J’attrape un camionneur qui rejoint son engin. C’est un anglais échoué au canada. Il appelle un de ses collègues. J’imagine le mec au bout du fil « ils sont vraiment cons ces français ouarf ouarf ouarf ». En raccrochant le gars nous dit qu’il faut purger tout le système et que nous ferions mieux d’appeler un dépanneur. Y en a un à ½ mile d’ici. Au passage il nous dit de ne pas nous emmerder avec la nature, qu’on a qu’à vider l’essence où on veut. Pardonnez le, c’est un anglais. On décide de se rendre au garage à pied, non sans avoir mis une polaire et un blouson. Il commence à faire froid. 10 degrés. Nous arrivons au garage 5 minutes avant sa fermeture, quelle chance ! Le patron, sa secrétaire et son employé nous regardent avec un air compatissant, les sourcils en accent circonflexe. Oui il faut tout enlever pour ne laisser que 5% d’essence. Oui il faut le faire avec un tuyau. Non, nous ferons pas mieux que vous. Heureusement que vous n’avez pas allumé le moteur. Bon courage. Et ils nous donnent 2 bidons usagés. C’est déjà ça. Je n’aurais jamais crû devoir converser cambouis et autres joyeusetés de garage en anglais un jour. Comme quoi tout arrive. Sur le chemin du retour, on commence à se dire que c’est super mal barré.

Bon Arnaud retente. Rien. Encore et encore. Il bouffe de l’essence mais ça ne prend pas. On essaye différentes longueurs de tuyaux des fois que ça n’arrive pas assez au fond du réservoir. Rien . Je commen
ce à m’inquiéter pour Arnaud. A chaque fois qu’il fait une nouvelle tentative, il regarde le bout du tuyau comme un ennemi juré. « J’en peux plus là ». Il pue tellement l’essence que je surveille que personne ne vienne fumer à côté de lui. Il a la tête qui tourne et envie de vomir. Je fais aussi quelques tentatives en absorbant des vapeurs d’essence. Le reste du temps je grimace en chœur avec Arnaud. Dégueulasse. Mathis passe une tête de temps en temps et nous tient à jour sur la vie de ses pokemons.
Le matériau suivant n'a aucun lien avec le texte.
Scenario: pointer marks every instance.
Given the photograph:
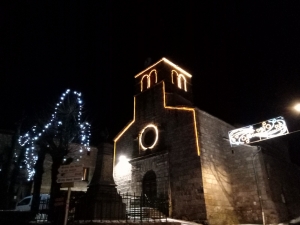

Chacun son monde. Cela fait 2 heures qu’Arnaud s’acharne et toujours 50 litres d’extraits.

Il fini par décider de démonter l’arrivée d’essence au niveau du réservoir sous le CC. Pas le choix. Malgré un maigre tapis en caoutchouc que nous avions dans nos bagages, Arnaud est à même le sol, en pleine boue. Heureusement il a cessé de pleuvoir quelques temps plus tôt. Il fait froid, la nuit tombe. La cruche de service, nous surveille du coin de l’œil. Elle m’énerve. Si elle était arrivée plus tôt, elle aurait fait son boulot et on aurait pas eu de problème. Je sais, c’est pas que ça, mais ça compte. Je rentre dans la boutique pour me laver les mains. Elle s’empiffre de barre chocolatée derrière son comptoir. Pendant ce temps là Arnaud se bat avec sa clé à molette et son tourne-vis. La bête ne se laisse pas faire et je vois le moment où il va dire « je n’y arrive pas ». Et puis si. On glisse des bidons coupés en deux sous le véhicule pour récupérer ce qui coule. 20 litres supplémentaires. Plus que 10 mais, rebelote, plus rien ne sort. Alors que le jour tombe et qu’il fait 8 degrés, Arnaud tel un héros, retente le « bouche à tuyau » directement depuis l’arrivée d’essence. Bingo. 5 litres supplémentaires. Au total, il aura réussi à extraire 77 litres sur 80. Pas mal.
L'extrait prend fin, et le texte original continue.